A monologue, if it is to be successful, must do two things. The first is to reveal something more about a character than you would get from that character in ordinary conversation. The second is to sound utterly enthralling. As Alan Bennett once said: ‘“Talking heads” is a synonym in television for boredom, and here is just one head, not two.’ On radio, where the boredom stakes are higher, that head needs to speak each thought as if it were a confession if it is to strike home. The confession needn’t be true — monologues are often more interesting when the speaker is deluding himself — but it should
appear to come from somewhere deep and unexpected.
The Archers’ Lynda Snell, you would have thought, has some interesting depths to plumb. Such stridency does not develop out of nowhere. In a recent episode, however, while rustling up dinner for Robert at home, she could do little more than berate herself for her choice of earrings and girlish folly. Still recovering from the blast (a plot left dangling since March), she planned a romantic evening, only to find Robert distant. ‘Shy — with my own husband in my own house. Pathetic,’ she sighed to herself in the sanctuary of the kitchen. ‘I don’t know what I was thinking, planning some great seduction…’
Robert, in the following episode, offloaded his sexual anxieties with the sort of coyness that comes from addressing four million listeners. ‘It would be wonderful to resume things when Lynda’s ready…,’ he said. ‘But I don’t think any additional unnecessary exertion is a good idea.’ Surely he had some more thoughts on the matter than these? Meanwhile, Emma was fretting over the prospect of being laid off from the tea-room, and Lynda resumed talking to herself of her embarrassment.
A more human script, one feels, would be the first step towards resolving their problems.
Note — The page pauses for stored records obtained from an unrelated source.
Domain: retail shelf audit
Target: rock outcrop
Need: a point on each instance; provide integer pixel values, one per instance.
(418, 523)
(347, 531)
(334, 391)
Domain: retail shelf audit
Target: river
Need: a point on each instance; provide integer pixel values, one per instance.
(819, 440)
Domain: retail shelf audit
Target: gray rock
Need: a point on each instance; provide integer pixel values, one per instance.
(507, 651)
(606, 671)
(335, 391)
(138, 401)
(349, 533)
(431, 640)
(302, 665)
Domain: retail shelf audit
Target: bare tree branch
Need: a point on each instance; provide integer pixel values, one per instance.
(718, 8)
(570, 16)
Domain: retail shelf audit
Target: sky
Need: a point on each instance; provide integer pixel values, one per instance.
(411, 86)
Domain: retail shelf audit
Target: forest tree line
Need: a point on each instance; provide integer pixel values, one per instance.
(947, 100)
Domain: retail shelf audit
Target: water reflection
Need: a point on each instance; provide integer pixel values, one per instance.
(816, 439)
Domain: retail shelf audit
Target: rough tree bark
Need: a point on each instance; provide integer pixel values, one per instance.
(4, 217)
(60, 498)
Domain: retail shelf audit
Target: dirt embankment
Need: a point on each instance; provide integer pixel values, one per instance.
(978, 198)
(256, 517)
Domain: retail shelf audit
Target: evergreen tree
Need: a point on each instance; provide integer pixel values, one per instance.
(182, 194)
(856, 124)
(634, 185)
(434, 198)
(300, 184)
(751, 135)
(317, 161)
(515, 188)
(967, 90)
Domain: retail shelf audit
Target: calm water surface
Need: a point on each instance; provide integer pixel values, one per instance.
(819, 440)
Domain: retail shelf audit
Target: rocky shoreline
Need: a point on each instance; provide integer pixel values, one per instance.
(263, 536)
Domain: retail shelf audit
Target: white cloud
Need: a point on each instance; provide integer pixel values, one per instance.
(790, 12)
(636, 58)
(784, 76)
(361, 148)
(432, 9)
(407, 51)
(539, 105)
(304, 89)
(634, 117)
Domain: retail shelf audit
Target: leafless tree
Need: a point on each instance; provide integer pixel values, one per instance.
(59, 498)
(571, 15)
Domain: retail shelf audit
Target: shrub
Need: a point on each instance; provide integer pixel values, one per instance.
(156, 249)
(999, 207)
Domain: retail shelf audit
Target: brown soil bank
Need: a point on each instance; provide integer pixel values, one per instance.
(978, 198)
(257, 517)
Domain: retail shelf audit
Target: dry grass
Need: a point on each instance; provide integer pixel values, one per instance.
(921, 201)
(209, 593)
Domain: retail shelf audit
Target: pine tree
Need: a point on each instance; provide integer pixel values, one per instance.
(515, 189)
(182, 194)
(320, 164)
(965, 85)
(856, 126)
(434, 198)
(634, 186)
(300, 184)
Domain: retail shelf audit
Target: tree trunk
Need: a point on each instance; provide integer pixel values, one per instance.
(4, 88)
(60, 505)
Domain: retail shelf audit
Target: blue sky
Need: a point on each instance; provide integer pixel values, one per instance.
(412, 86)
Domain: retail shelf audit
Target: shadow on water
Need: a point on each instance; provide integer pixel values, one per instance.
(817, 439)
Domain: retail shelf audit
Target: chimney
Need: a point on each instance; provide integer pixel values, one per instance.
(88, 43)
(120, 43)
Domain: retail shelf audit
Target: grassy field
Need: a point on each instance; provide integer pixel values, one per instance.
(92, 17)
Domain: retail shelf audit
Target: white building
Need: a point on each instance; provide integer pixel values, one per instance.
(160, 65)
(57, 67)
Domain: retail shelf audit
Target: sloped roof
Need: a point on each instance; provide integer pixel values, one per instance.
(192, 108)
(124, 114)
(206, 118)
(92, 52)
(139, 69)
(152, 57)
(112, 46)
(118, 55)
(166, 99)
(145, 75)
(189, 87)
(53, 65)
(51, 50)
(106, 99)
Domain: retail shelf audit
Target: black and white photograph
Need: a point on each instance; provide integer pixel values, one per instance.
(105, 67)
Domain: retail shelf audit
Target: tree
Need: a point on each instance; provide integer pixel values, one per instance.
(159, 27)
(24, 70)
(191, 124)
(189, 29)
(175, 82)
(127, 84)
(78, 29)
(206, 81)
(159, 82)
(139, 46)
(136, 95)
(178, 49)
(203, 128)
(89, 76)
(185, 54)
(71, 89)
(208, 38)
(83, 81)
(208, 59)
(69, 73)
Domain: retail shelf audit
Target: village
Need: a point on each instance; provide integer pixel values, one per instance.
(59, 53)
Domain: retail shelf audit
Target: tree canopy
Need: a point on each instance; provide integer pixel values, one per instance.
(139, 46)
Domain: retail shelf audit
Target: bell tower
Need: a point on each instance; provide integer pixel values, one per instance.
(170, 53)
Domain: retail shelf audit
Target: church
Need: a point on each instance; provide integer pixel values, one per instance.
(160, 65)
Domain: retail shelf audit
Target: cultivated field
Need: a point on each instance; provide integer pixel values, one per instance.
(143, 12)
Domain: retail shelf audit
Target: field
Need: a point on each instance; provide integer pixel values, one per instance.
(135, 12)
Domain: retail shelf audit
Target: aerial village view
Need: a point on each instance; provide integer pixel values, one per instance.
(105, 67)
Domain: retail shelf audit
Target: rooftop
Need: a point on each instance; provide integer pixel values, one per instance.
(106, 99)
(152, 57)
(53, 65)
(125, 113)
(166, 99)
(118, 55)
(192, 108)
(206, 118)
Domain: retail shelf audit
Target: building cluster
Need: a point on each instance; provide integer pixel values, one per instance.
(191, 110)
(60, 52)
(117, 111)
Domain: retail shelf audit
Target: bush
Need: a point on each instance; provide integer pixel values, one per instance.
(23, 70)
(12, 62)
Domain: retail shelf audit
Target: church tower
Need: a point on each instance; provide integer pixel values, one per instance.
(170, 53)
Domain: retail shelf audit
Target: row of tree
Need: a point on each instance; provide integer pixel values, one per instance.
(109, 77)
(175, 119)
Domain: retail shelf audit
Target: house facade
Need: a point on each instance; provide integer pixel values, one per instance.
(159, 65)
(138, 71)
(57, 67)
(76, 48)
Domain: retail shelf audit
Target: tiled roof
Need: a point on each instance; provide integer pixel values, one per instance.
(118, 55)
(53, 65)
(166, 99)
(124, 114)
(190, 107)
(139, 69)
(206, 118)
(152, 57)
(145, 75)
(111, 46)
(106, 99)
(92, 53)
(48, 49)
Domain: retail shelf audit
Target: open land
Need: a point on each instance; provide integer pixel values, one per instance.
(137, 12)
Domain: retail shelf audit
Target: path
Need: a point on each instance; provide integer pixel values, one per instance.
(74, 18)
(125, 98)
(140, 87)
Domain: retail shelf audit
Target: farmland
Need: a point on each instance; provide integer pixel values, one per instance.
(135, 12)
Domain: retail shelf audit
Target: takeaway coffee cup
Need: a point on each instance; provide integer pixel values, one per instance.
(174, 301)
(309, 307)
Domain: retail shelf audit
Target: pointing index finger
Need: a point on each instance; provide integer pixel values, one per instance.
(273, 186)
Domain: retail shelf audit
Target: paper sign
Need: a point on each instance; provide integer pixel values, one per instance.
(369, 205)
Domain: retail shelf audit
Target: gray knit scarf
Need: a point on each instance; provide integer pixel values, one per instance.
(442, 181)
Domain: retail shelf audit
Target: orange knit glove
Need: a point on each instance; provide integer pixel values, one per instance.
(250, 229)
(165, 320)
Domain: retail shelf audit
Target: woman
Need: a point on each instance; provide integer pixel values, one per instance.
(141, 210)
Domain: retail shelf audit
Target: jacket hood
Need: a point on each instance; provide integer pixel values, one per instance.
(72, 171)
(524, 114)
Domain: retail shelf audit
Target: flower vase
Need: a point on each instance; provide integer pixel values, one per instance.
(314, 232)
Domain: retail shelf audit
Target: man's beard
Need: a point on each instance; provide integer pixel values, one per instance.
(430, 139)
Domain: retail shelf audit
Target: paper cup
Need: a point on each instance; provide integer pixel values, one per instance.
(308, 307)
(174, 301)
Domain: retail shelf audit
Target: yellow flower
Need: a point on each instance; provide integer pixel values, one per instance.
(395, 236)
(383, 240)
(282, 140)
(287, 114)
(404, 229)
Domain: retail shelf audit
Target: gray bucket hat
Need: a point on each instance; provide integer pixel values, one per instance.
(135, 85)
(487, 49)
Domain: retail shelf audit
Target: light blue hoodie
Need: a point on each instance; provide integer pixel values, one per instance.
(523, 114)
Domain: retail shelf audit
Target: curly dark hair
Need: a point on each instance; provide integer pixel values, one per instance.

It’s a pity Agatha Christie isn’t around to write one, for Absent in the Spring, published under her pseudonym Mary Westmacott and adapted for Radio 4 recently, offered a masterclass in monologuing. The story delved into the psyche of a middle-aged woman named Joan Scudamore as she tried to find her way from Baghdad to Istanbul after visiting her daughter. Stranded in the desert while she awaited her train, she found herself alone with her thoughts for the first time in years.
Harriet Walter, fresh from playing Muriel in the remake of Alan Bennett’s ‘Soldiering On’ for Talking Heads, played the abrasive but fragile Joan beautifully. Over the course of 45 minutes, she talked to herself, to God, to a mirage of her husband Rodney, and never once did she lose my attention. A brief encounter with a gossipy former schoolfriend at the beginning of the story provided a rare moment of dialogue that served to prompt — and justify — all this soul-searching.
Was Rodney the philanderer Blanche implied he was? Had she let him down by preventing him from becoming a farmer? Was their daughter unhappy? Where Lynda in The Archerscould mutter only vague things about how she had failed her husband, Joan unpeeled layers of memories, many of them false, raised ghosts and dredged up fragments of old conversation. Her reverie was interrupted only by Ali, the manager at the guest house where she had been waiting, serving her yet another omelette. As the dialogue broke in, unexpectedly, the power of the monologue became apparent.
There are a few more eggs to crack at Grey Gables before Ambridge can realise that dream.